- Mainok attack: Part of the Boko Haram insurgency
| Date | 25 April 2021 |
| Location | Mainok, Borno State, Nigeria |
| Result | ISWAP victory |

Belligerents
- Nigeria: ISWAP

Casualties and losses
- 33 soldiers killed: Unknown

= 2021 Mainok attack =

Boko Haram attack in Northeast Nigeria

On 25 April 2021, a large group of ISWAP insurgents killed 33 soldiers in Mainok, a town 36 mi west of Maiduguri in Borno State, Nigeria.

== The terror attacks ==
Wearing military camouflage, the militants arrived in four mine-resistant trucks, a scorpion armored personnel carrier, and several gun trucks. They split into three groups before attacking the army base. At the base, ISWAP destroyed a T-55 battle tank, a BTR-4EN, and stole several MRAPs. The attackers fled to their camp around the Lawan Mainari axis, as the air force carried out airstrikes against them. When the ISWAP terrorists were confronted with military planes heading towards them to attack them, they set fire to the police station in Mainok in a rage and then fled to the primary school there.

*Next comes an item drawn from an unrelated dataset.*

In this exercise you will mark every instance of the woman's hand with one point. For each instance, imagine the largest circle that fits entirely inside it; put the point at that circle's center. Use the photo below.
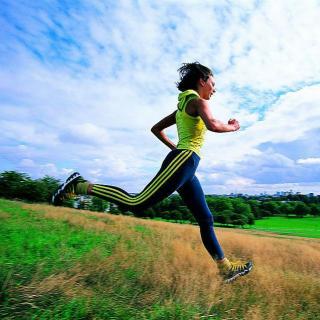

When soldiers arrived from Damaturu in response, ISWAP ambushed the reinforcements, killing three, injuring nine, and stealing a MRAP. An air force drone accidentally bombed a vehicle belonging to the army, killing 20.

== Afterfights ==
The attack was followed by prolonged and unrelenting fighting in the towns of Geidam, Kumuya and Buni Gari in Yobe province. Intelligence, Surveillance and Reconnaissance (ISR) platforms were deployed in the sky by the NAF.